In the grazing realm, there are a number of practices being incorporated to increase soil health. It seems that the closer we mimic our grazing systems to that of a herd of bison crossing a prairie, the more we build soil. This past summer, Kaleb Anderson of Goodhue seeded warm season annuals into his cool season pastures to diversify his feed source, and then utilized the mob-grazing rotation to return a large amount of plant matter to the soil. He is not only feeding the microbes in his cattle’s rumens, but also the microbes living beneath his feet.
Tom Cotter of Austin has been cover-cropping for 15 years and has just started to incorporate livestock back onto his land. He was initially worried that he would not be able to find a market for his meat, but once it was shared on social media that his grass-fed beef would be sold at the local butcher’s shop, people claimed all the meat before the cattle were even unloaded.
Such good news from the land comes at a time when soil scientists and farmers around the world are expressing alarm that our soil universe is on the verge of collapse. I have a background in wildlife biology, and have learned what happens when such a collapse occurs.

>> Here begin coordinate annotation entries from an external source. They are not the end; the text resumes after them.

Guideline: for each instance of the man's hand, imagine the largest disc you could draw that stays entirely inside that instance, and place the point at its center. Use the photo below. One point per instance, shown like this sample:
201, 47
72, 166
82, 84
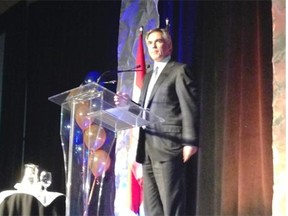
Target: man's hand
188, 151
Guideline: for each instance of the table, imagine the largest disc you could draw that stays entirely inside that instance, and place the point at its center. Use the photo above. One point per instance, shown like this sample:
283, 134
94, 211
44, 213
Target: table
24, 203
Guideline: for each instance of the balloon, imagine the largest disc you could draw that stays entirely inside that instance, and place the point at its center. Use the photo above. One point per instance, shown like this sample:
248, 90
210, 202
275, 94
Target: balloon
94, 137
81, 111
99, 162
78, 135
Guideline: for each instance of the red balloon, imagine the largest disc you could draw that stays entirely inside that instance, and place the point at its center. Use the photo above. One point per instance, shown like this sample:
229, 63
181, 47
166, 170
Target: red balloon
99, 162
94, 137
81, 117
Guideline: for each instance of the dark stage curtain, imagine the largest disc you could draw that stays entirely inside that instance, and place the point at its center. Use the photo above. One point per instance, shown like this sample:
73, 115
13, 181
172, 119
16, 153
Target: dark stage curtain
51, 45
230, 44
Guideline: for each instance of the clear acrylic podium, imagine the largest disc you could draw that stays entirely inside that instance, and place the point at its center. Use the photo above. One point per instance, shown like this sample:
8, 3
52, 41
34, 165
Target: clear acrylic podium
88, 125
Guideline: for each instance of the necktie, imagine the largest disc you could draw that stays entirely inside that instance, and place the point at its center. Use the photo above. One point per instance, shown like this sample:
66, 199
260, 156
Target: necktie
150, 86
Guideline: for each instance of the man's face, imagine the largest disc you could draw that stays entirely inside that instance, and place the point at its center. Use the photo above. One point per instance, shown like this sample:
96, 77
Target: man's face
158, 48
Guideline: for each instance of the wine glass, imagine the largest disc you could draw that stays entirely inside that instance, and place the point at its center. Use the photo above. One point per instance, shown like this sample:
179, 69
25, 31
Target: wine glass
45, 179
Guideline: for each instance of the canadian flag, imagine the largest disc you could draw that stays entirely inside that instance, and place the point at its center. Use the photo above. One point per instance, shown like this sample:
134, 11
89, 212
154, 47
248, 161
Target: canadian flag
135, 171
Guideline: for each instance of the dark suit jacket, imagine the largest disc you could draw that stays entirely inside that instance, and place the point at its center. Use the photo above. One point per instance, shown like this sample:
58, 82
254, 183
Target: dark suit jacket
174, 98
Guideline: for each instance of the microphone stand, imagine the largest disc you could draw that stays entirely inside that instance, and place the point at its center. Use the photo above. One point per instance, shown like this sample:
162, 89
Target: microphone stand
118, 71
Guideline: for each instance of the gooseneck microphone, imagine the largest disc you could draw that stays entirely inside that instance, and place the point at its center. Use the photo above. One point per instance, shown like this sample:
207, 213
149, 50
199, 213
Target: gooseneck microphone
134, 69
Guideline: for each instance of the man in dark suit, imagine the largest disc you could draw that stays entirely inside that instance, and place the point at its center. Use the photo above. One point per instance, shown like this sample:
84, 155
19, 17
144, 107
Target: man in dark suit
164, 148
170, 92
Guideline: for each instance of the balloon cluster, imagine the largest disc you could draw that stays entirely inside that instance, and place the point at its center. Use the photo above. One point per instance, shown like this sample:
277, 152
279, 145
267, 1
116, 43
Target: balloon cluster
94, 137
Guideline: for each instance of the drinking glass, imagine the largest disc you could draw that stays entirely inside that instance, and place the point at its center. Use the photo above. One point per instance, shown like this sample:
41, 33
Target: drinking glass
45, 179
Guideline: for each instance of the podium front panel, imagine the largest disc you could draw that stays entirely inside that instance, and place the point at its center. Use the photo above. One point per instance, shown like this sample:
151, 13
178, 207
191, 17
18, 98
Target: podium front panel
89, 122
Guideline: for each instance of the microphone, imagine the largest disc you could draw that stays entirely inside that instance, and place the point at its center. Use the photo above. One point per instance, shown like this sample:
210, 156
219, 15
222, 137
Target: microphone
134, 69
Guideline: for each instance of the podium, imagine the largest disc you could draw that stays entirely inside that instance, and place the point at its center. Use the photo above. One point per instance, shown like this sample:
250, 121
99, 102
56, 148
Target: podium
89, 123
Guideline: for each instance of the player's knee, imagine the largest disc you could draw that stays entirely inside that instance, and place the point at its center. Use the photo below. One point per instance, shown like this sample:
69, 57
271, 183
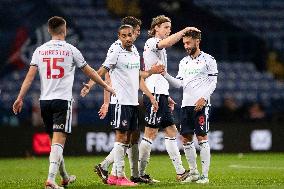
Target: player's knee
171, 131
202, 137
135, 139
150, 133
121, 137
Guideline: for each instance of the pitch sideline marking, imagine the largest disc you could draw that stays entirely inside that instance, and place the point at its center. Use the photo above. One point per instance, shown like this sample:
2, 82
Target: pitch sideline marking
254, 167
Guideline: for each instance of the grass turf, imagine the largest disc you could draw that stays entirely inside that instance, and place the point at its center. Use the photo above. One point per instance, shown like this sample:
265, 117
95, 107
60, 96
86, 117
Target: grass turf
227, 171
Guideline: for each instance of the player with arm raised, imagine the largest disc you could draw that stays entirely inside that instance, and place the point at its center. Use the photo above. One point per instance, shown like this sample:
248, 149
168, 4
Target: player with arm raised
123, 64
154, 51
197, 76
102, 168
56, 61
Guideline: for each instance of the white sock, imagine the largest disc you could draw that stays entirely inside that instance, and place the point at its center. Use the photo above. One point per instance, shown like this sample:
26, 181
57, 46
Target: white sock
133, 155
118, 165
108, 160
62, 170
205, 156
55, 158
190, 154
173, 151
144, 155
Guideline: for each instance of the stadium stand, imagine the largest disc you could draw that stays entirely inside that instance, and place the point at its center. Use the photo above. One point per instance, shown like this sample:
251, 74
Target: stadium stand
98, 27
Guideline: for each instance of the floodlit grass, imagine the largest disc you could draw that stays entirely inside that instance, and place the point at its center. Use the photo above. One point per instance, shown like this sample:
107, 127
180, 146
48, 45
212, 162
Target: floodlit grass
226, 171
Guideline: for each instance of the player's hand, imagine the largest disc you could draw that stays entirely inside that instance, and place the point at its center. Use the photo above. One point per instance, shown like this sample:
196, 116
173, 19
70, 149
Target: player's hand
199, 104
154, 103
191, 29
110, 89
103, 111
85, 90
17, 106
157, 68
171, 104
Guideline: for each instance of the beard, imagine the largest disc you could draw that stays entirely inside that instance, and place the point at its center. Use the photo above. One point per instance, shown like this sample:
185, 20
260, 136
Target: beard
192, 50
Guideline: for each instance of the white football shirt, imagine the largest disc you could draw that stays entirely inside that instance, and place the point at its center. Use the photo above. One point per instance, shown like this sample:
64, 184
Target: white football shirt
156, 83
124, 67
56, 61
199, 76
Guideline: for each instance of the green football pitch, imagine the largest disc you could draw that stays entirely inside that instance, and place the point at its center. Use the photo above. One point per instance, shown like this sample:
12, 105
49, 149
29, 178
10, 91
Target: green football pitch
257, 170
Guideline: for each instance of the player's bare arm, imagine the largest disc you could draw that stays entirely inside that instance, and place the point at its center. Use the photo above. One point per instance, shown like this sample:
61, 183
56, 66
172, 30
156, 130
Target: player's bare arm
155, 69
172, 104
200, 104
18, 104
146, 91
104, 108
174, 38
90, 72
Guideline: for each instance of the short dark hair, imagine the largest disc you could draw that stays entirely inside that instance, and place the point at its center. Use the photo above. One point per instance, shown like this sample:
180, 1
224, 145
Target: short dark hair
193, 34
131, 20
55, 24
124, 26
157, 21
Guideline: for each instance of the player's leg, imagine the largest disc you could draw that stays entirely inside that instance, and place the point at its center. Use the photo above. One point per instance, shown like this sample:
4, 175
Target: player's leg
201, 130
102, 168
121, 125
60, 112
170, 130
187, 130
55, 158
145, 148
173, 151
151, 130
133, 154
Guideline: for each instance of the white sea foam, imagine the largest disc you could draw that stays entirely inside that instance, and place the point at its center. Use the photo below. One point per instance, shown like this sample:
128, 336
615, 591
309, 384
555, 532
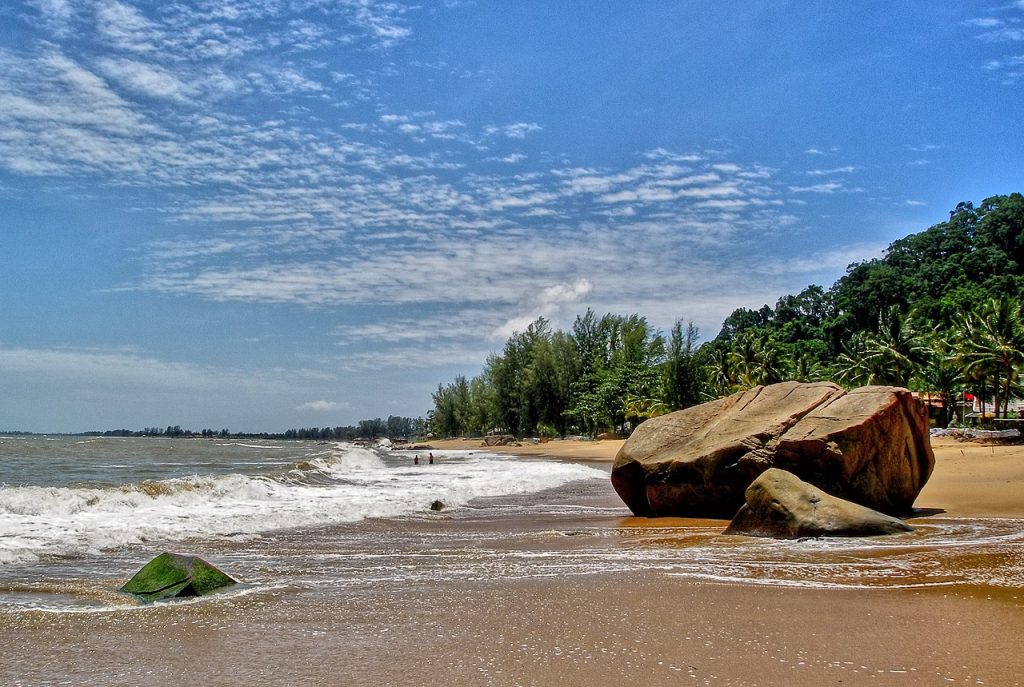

For example, consider a triangle of standing dominos, with each domino representing an animal species placed in the triangle according to its trophic level, or mode of energy consumption. The predators sit at the triangle’s top, or apex, and the plant community makes up the foundation, with our soil the foundation’s basement, so to speak.
With a single push to the top keystone domino, representing, for example, the wolf population, there is an expanding collapse right down to the base of the biological community, right down into the soil itself. There might be a few populations left standing, including humans, but the overall balance and structure of the system is compromised.
But it’s becoming increasingly clearer we can reverse the trend of sick soil, and build a healthy biology right on our own farms, field-by-field, pasture-by-pasture, returning stability to the overall structure of our agricultural systems. No matter whether you farm row crops, graze cattle, run a dairy, or just consume food, everyone has a part to play in improving soil health.
We are at a critical moment. Farmers have an opportunity to start nurturing back our ecological base, the soil. However, they will need the support of the entire community to accomplish this, because we are not only asking them to change their mindset but their business plan, farming techniques, and machinery as well.
We cannot rely on a movement of this proportion to originate with the powers that be in the form of policies. It will take a grassroots-led effort. Farmers are the caretakers of our land. Let’s not commend them for only growing the most corn on a single acre, but promote the system that nurtures a healthy ecosystem rich in biodiversity.